No, but thanks! These were shot with a Fuji S2 Pro + a Hoya R72 IR filter on a Nikkor lens


----------



## cameramike (Nov 21, 2007)

awesome shots!


----------



## itsallinphilly5515 (Nov 24, 2007)

Can you please explain how infrared is done? Please and thank you


----------



## doobs (Nov 24, 2007)

itsallinphilly5515 said:


> Can you please explain how infrared is done? Please and thank you



You get infrared film and a red filter and shoot!


----------



## nealjpage (Nov 24, 2007)

itsallinphilly5515 said:


> Can you please explain how infrared is done? Please and thank you



I haven't shot any, either, but try searching the forums a bit.  There's a lot of info out there.  I know Terri and a few others get into it.  They'll help you out.


----------



## terri (Nov 24, 2007)

nealjpage said:


> I haven't shot any, either, but try searching the forums a bit. There's a lot of info out there. I know Terri and a few others get into it. They'll help you out.


Well, my favorite IR film is Kodak HIE which is being D/C next month - it's still easy to find, but I'm not certain this was an analog question.  The OP uses digital and that's a foreign language to me. This thread is actually mis-posted, since the Alt Forum is geared towards film-based photography; I just let it slide.


----------



## doobs (Nov 24, 2007)

You can do digital IR?


----------



## terri (Nov 24, 2007)

doobs said:


> You can do digital IR?


So they say.   :mrgreen:   I believe that is what is posted in this thread.


----------



## doobs (Nov 24, 2007)

terri said:


> So they say.   :mrgreen:   I believe that is what is posted in this thread.

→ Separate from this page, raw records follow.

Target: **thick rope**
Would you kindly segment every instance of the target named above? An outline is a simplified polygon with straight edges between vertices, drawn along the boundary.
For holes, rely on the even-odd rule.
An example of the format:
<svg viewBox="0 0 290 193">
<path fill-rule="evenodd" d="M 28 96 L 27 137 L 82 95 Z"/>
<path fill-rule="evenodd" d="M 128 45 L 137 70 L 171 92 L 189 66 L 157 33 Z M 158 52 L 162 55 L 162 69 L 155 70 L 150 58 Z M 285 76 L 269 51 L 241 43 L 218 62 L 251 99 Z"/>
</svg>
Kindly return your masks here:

You know, I just googled this and tried it and if you point a remote at your camera and press a button on the remote, and see a white flashing light you can take infrared pictures. So I grabbed an infrared filter and tried it, but when I converted to B+W in PS, it didn't work. :/


----------



## Helen B (Nov 25, 2007)

doobs said:


> You can do digital IR?



Doobs,

It's easier using digital, in may ways. Sensors are inherently sensitive to infrared, and it is usually a nuisance rather than a benefit. The RGB filters mostly pass infrared - even the green and blue ones - so there needs to be another filter over the sensor to stop the infrared radiation but allow the light to pass. 

This is not easy to do perfectly at all angles of incidence, so some infrared may get through. It varies from camera to camera. It's rather like light meters - many of them read infrared radiation to some extent, as well as the light that they are meant to read.

Sony 'Nightshot' video cameras allow the filter to be moved out of the way, so that when Nightshot is engaged the filter is out of the way, and infrared sources ("black lights") can be used. The Nightswitch mode also forces the camera to maximum exposure, to deter the use of it during the day - not all clothing is opaque to infrared, and Sony do not like being associated with a device that can 'see through' clothing.

As you have already discovered, some cameras can be used for infrared without modification. You can also have the infrared-reducing filter removed from the sensor, or you can buy a camera with no filter there in the first place - such as the Fuji IS-1. The IS-1 has an electronic viewfinder - which is a useful feature for an infrared camera.

The sensitivity of sensors to infrared has a small downside for colour work. Colour infrared film is only sensitive to infrared in the blue-sensitive layer. Therefore if you cut blue light with a yellow filter the film then has layers sensitive to green, red and infrared. The false colour can then be created from these three (green becomes blue; red becomes green; infrared becomes red). This is not so straightforward with digital, but it can be done.

Best,
Helen


----------